Помолчал, думая, что еще может сообщить о себе, но ничего путного вспомнить не мог, словно это был единственный текст для его роли.
— Теперь ушел из театра и развожусь.
— З-з-завидую, — выдавил заика.
— А у нас все просто, — произнес полковник с усмешкой. — Плен, а потом тюрьма.
— Как так? — не понял Дальский.
Ему не ответили. Сержант опять наполнил стаканчики.
— Тебя тогда отпустили, — заговорил вновь Белов, — а меня, видимо, с самого начала решили не убивать. Мало ли, потребуется офицер для обмена пленными. Чечены нести меня не хотели, а волочить за ноги не рискнули: мало ли, вдруг загнусь. Из вокзала вывели троих выживших и приказали им нести меня до машины. Петр, — полковник показал на сержанта, — был среди них. Сначала продержали с неделю в подвале какого-то дома. Там еще десятка два с лишним таких же, как и мы, находились. Почти все раненые. Повезло еще, что военврач среди нас оказался. Чечены, правда, бинты и медикаменты дали. Но за неделю пять человек умерли. У меня ранения сквозные, мне проще было. Потом нас в село отвезли — и снова в подвал. Село тихое такое: ни войны, ни выстрелов, ничего не слышно. А в каждом дворе — подземелье, в котором такие же, вроде нас, сидели. В каком-то двое, а в каком двадцать человек. В село иногда заходили наши части, но постоянно ни одна не дислоцировалась, так как местные командованию заявили, что боевиков сами не любят и не пустят к себе. Я вот с этими парнями к старику одному попал. В доме еще две невестки его, пятеро детей и пара работников — не чеченов, из Дагестана откуда-то. Дед тот сразу нам популярно объяснил, кто мы и что будет с каждым, если хотя бы подумаем о побеге. Потом приходил, сидел на краю ямы и рассказывал, как в сорок четвертом году его семью в Казахстан вывозили, как умирали в теплушках люди, как солдаты выбрасывали трупы из вагонов. Ему тогда четырнадцать лет было, и он поклялся отомстить. Будто бы от всего их уважаемого многочисленного тейпа одиннадцать мужчин только осталось, если с ним считать.
Белов помолчал немного. Затем продолжил:
— …Год сидели мы под землей. Ребят, правда, на работы выводили иногда. А во вторую весну они уже постоянно вкалывали. Старик сказал, что если хотим есть, то хлеб надо зарабатывать. Вот парни трудились, строили еще один дом. А дагестанцы с автоматами следили, чтобы не присели лишний раз. Ну и чтобы не сбежал никто. Пара овчарок еще бегала на длинных цепях вокруг стройки и лаяла, не умолкая. На шаг не отойдешь — цапнуть норовили. Пацанов предупредили, что если кто сбежит, то полковника, меня то есть, убьют.
Летом меня привели в дом. К старику приехали трое его сыновей. Мужчины за столом сидят, едят чего-то. Меня в дверях поставили.
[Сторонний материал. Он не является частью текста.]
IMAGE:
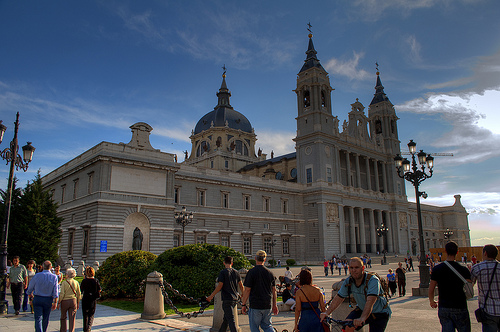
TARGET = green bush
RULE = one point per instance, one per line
(193, 269)
(121, 274)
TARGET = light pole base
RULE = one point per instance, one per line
(4, 305)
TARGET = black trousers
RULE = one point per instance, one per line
(17, 290)
(228, 307)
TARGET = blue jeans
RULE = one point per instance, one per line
(453, 318)
(491, 324)
(260, 317)
(42, 306)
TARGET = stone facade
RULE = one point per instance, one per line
(328, 197)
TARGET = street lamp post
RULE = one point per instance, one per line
(11, 156)
(183, 218)
(382, 232)
(415, 173)
(447, 234)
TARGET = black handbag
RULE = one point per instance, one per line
(480, 313)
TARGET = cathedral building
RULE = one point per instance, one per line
(326, 198)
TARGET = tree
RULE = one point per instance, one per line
(34, 227)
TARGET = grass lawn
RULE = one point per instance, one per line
(138, 306)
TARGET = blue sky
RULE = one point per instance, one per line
(82, 72)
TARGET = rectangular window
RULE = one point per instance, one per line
(309, 175)
(75, 188)
(267, 204)
(246, 202)
(224, 240)
(225, 200)
(86, 238)
(89, 183)
(201, 197)
(286, 245)
(247, 245)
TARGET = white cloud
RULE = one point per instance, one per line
(348, 68)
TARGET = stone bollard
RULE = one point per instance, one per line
(153, 299)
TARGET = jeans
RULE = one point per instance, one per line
(453, 318)
(260, 317)
(491, 324)
(42, 306)
(228, 308)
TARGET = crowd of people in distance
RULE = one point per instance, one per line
(46, 288)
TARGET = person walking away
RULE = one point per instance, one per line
(372, 307)
(310, 303)
(69, 300)
(288, 297)
(452, 303)
(487, 276)
(44, 289)
(391, 281)
(401, 276)
(229, 281)
(31, 273)
(91, 290)
(260, 288)
(18, 281)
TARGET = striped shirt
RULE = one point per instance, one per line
(481, 273)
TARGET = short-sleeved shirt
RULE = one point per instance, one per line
(261, 282)
(374, 288)
(18, 274)
(230, 279)
(482, 273)
(451, 294)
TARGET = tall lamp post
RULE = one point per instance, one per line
(11, 156)
(415, 173)
(382, 232)
(447, 234)
(183, 218)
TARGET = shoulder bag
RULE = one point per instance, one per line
(468, 286)
(480, 313)
(324, 325)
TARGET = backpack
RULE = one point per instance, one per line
(385, 292)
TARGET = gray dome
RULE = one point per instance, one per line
(219, 116)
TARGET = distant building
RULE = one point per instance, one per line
(326, 198)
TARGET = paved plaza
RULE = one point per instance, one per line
(408, 312)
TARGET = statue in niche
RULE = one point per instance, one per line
(137, 240)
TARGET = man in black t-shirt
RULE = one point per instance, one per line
(260, 288)
(228, 282)
(452, 305)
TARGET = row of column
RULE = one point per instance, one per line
(357, 156)
(375, 219)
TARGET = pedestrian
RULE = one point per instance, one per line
(372, 307)
(260, 289)
(452, 303)
(91, 290)
(69, 300)
(18, 282)
(487, 276)
(44, 289)
(229, 281)
(401, 276)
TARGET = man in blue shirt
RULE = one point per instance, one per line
(372, 307)
(44, 290)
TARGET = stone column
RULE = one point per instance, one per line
(373, 231)
(368, 178)
(153, 297)
(362, 234)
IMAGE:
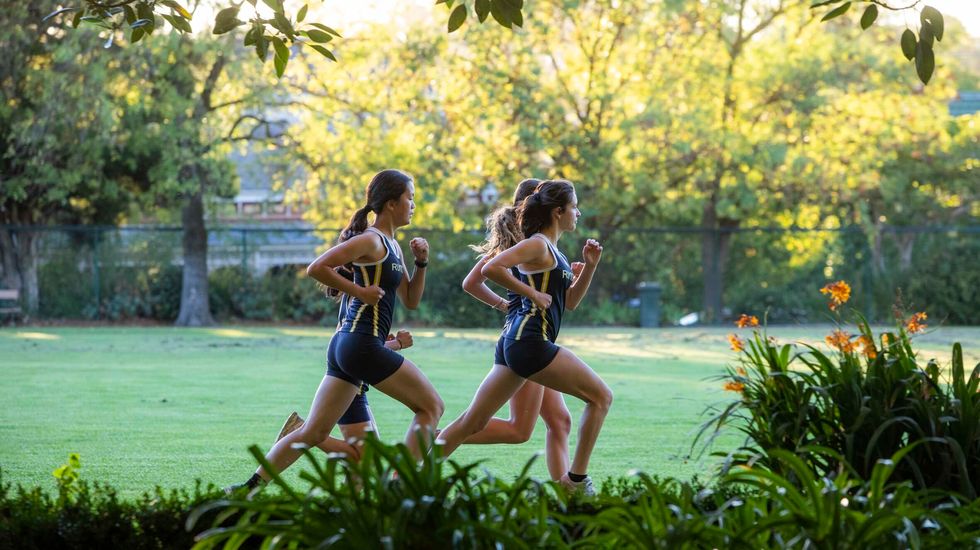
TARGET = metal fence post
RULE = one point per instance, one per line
(96, 283)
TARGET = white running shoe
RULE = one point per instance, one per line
(290, 425)
(584, 487)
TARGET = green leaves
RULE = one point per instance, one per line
(837, 12)
(457, 17)
(281, 57)
(908, 44)
(507, 13)
(869, 17)
(226, 20)
(930, 17)
(925, 61)
(931, 28)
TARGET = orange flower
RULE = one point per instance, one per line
(747, 321)
(840, 293)
(841, 340)
(868, 346)
(734, 386)
(736, 343)
(915, 324)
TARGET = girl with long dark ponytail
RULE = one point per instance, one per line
(533, 399)
(547, 285)
(357, 352)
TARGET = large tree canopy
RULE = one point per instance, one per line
(271, 26)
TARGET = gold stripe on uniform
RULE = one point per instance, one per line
(534, 309)
(377, 282)
(544, 313)
(360, 310)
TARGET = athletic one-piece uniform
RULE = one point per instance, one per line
(513, 308)
(529, 338)
(357, 353)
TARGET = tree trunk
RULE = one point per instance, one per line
(194, 308)
(18, 265)
(906, 245)
(716, 239)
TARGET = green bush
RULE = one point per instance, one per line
(866, 402)
(441, 504)
(91, 515)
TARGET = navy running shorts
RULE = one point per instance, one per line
(527, 357)
(498, 353)
(358, 411)
(358, 358)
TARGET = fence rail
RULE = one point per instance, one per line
(134, 271)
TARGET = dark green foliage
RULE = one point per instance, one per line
(113, 274)
(441, 504)
(851, 409)
(93, 516)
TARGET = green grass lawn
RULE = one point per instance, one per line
(165, 406)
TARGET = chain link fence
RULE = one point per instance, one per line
(256, 272)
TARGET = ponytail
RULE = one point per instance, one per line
(534, 214)
(386, 185)
(356, 225)
(502, 229)
(503, 232)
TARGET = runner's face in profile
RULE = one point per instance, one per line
(568, 219)
(405, 206)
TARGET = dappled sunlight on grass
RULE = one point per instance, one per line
(34, 336)
(233, 333)
(305, 332)
(457, 335)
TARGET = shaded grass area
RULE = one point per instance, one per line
(163, 406)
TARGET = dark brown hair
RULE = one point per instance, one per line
(534, 214)
(502, 223)
(386, 185)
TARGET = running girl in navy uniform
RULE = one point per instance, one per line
(358, 419)
(357, 352)
(532, 399)
(529, 352)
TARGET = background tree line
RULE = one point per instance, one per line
(718, 116)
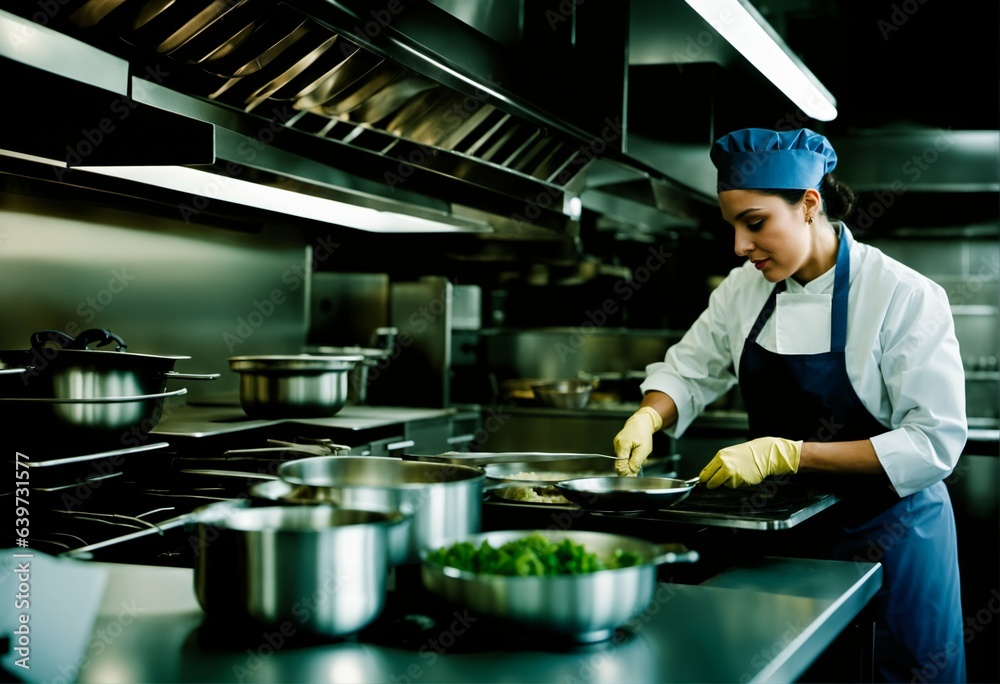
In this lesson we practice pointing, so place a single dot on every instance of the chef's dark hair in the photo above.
(838, 198)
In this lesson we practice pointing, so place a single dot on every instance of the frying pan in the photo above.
(547, 473)
(621, 494)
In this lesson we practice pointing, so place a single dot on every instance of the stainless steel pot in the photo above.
(583, 608)
(321, 569)
(48, 427)
(444, 500)
(60, 367)
(293, 386)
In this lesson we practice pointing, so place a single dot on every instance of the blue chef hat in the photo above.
(759, 158)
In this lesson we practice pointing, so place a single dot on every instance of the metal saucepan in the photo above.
(584, 607)
(293, 386)
(322, 568)
(444, 500)
(46, 428)
(61, 367)
(563, 393)
(620, 494)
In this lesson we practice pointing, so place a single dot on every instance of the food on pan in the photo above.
(548, 495)
(530, 556)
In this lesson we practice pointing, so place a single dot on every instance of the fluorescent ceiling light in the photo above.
(748, 32)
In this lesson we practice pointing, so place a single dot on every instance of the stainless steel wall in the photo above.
(969, 270)
(165, 286)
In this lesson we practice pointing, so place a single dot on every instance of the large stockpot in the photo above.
(293, 386)
(582, 608)
(320, 568)
(444, 500)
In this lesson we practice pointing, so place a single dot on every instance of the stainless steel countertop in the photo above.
(764, 622)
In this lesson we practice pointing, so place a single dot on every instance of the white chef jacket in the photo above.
(902, 356)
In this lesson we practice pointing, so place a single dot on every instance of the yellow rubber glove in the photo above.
(634, 443)
(750, 462)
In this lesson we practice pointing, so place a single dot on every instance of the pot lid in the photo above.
(294, 362)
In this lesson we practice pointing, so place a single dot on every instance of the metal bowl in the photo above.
(622, 494)
(293, 386)
(563, 393)
(578, 608)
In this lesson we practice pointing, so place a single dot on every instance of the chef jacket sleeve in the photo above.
(698, 369)
(925, 381)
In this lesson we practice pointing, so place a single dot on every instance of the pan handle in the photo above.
(674, 553)
(101, 336)
(40, 338)
(174, 375)
(243, 475)
(159, 528)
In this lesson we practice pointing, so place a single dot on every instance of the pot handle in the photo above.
(174, 375)
(102, 337)
(158, 528)
(40, 338)
(674, 553)
(244, 475)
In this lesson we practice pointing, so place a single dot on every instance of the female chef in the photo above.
(850, 371)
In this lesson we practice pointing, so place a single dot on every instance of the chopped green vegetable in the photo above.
(530, 556)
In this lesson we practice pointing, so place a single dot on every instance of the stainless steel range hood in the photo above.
(404, 111)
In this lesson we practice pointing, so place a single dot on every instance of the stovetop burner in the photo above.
(769, 496)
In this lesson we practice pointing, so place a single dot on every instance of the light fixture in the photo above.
(746, 30)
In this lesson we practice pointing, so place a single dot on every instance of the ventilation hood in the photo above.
(398, 117)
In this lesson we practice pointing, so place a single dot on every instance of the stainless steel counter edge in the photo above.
(203, 421)
(753, 635)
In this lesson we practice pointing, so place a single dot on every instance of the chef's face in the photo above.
(769, 232)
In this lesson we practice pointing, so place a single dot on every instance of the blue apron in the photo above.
(918, 618)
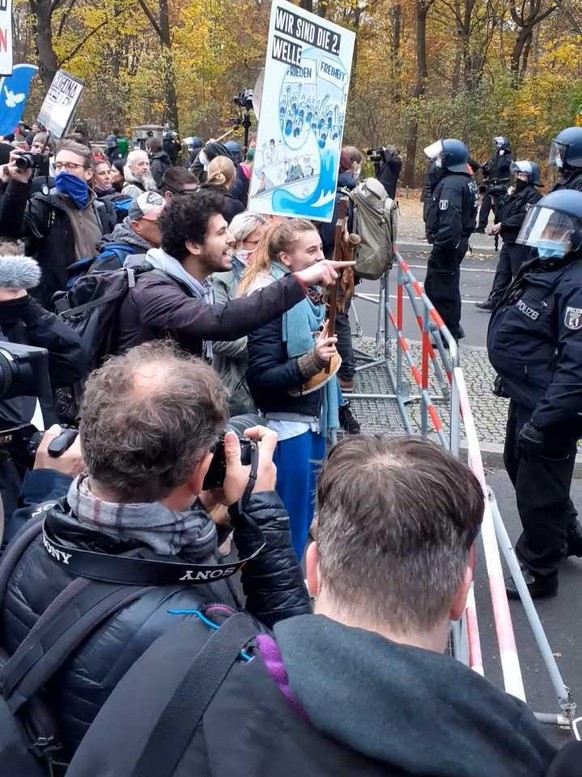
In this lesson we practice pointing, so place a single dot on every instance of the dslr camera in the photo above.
(244, 99)
(28, 161)
(217, 470)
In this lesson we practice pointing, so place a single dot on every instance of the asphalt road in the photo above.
(476, 279)
(561, 618)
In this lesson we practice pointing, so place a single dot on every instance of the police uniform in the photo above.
(511, 213)
(450, 222)
(535, 345)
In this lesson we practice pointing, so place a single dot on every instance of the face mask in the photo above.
(73, 187)
(551, 249)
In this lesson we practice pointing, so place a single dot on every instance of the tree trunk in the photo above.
(171, 112)
(422, 7)
(47, 59)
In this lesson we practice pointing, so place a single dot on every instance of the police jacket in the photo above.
(271, 374)
(451, 214)
(44, 224)
(512, 209)
(273, 584)
(535, 341)
(570, 180)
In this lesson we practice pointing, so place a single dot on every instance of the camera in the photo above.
(244, 99)
(217, 470)
(29, 161)
(375, 154)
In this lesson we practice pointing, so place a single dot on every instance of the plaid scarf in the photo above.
(166, 532)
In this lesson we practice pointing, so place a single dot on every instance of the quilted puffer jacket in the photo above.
(272, 583)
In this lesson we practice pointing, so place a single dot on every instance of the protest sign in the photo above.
(303, 108)
(14, 90)
(5, 37)
(60, 102)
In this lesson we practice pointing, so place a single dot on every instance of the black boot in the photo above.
(347, 420)
(539, 587)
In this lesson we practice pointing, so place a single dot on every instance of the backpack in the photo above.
(91, 307)
(29, 735)
(375, 221)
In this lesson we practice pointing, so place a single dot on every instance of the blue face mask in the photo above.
(551, 249)
(73, 187)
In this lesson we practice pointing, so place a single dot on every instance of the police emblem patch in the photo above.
(573, 318)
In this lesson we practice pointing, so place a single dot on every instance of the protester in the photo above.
(364, 686)
(534, 345)
(177, 180)
(142, 492)
(221, 179)
(177, 299)
(24, 321)
(283, 356)
(137, 174)
(159, 159)
(229, 358)
(62, 226)
(136, 234)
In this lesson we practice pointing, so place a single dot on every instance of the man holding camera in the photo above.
(61, 226)
(150, 423)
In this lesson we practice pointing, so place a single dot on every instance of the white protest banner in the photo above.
(303, 108)
(5, 37)
(60, 102)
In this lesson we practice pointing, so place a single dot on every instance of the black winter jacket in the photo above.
(452, 210)
(159, 307)
(44, 224)
(534, 340)
(271, 374)
(512, 209)
(273, 584)
(159, 163)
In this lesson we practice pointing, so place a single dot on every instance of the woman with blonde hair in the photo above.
(221, 179)
(286, 371)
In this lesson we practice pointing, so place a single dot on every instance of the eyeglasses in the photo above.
(69, 166)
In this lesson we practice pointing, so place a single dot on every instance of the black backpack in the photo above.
(91, 308)
(29, 735)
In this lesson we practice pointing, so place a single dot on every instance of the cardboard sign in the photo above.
(303, 108)
(60, 103)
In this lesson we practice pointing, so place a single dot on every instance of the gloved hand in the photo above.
(530, 442)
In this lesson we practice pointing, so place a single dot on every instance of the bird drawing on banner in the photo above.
(12, 100)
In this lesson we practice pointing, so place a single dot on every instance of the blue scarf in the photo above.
(73, 187)
(299, 326)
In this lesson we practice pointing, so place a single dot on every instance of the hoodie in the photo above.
(421, 712)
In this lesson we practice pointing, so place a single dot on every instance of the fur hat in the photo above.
(19, 272)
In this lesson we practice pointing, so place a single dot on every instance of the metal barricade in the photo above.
(441, 400)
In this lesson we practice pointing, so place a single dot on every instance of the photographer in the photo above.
(61, 226)
(150, 421)
(387, 167)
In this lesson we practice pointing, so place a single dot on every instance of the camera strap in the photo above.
(126, 570)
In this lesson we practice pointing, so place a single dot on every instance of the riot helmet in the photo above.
(450, 154)
(525, 167)
(553, 226)
(566, 149)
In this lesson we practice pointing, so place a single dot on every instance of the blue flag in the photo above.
(14, 91)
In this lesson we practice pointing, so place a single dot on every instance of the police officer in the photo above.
(497, 173)
(511, 213)
(535, 345)
(566, 155)
(449, 224)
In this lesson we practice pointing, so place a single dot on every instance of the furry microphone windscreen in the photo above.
(19, 272)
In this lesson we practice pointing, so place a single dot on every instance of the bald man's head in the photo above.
(148, 417)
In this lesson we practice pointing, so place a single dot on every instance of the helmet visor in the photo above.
(545, 224)
(434, 151)
(557, 154)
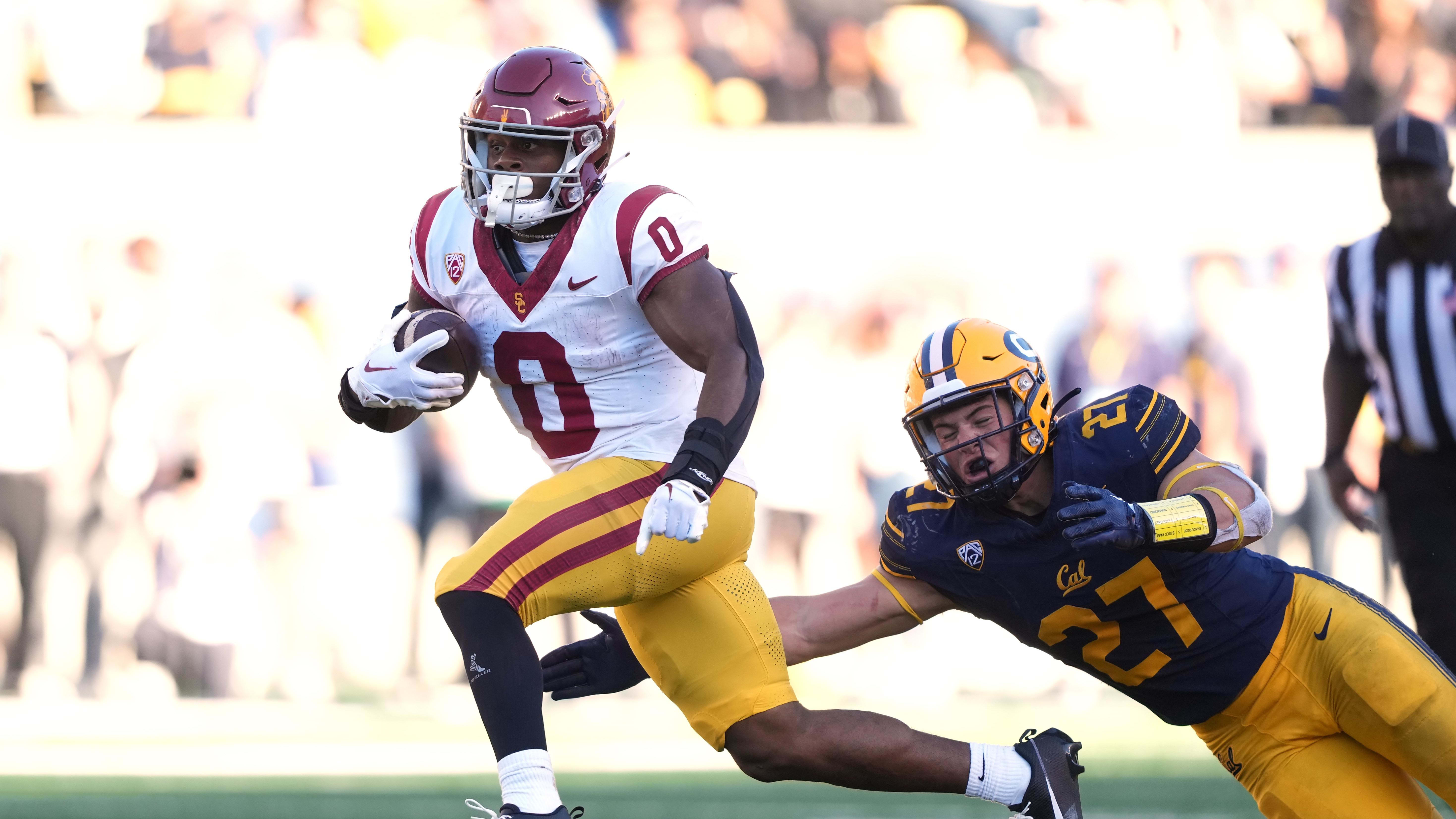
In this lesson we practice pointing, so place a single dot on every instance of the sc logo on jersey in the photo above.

— Ну, что, полковник, — спрашивает старший сын, — нравится тебе в Чечне?
— Не очень, — говорю.
— А зачем к нам пришел? Мы тебя не звали. Вот если бы пригласили в гости, тогда бы тебе хорошо было. Короче, хотели мы тебя на наших пленных обменять. Но чечены живыми в плен не сдаются. А потому мы за тебя выкуп возьмем. Уже договорились. Ваш олигарх Березовский уже и деньги приготовил. Когда их привезут, мы тебя отдадим.
— А если не привезут? — спрашиваю.
Но этим вопросом я их только рассмешил.
— Куда ж он денется? — говорит младший сын. — Как ему еще официально деньги нам давать? А так все законно: дал денег и спас русского человека.
Мне слушать это было противно. Не потому, что не поверил, а потому, что, выходит, меня, может, и освободят, а вот за ребят, за солдат, никто, никакой Березовский и копейки не предложит.
— Что вы за люди такие? — продолжал старший сын. — С нами воевать собрались, а не знаете, что нас победить нельзя. Мы к вам не лезем, и вы к нам не ходите. Потому что если мы к вам придем, то все ваше будет наше. Не станет России, везде будет одна Чечня. Ты понял?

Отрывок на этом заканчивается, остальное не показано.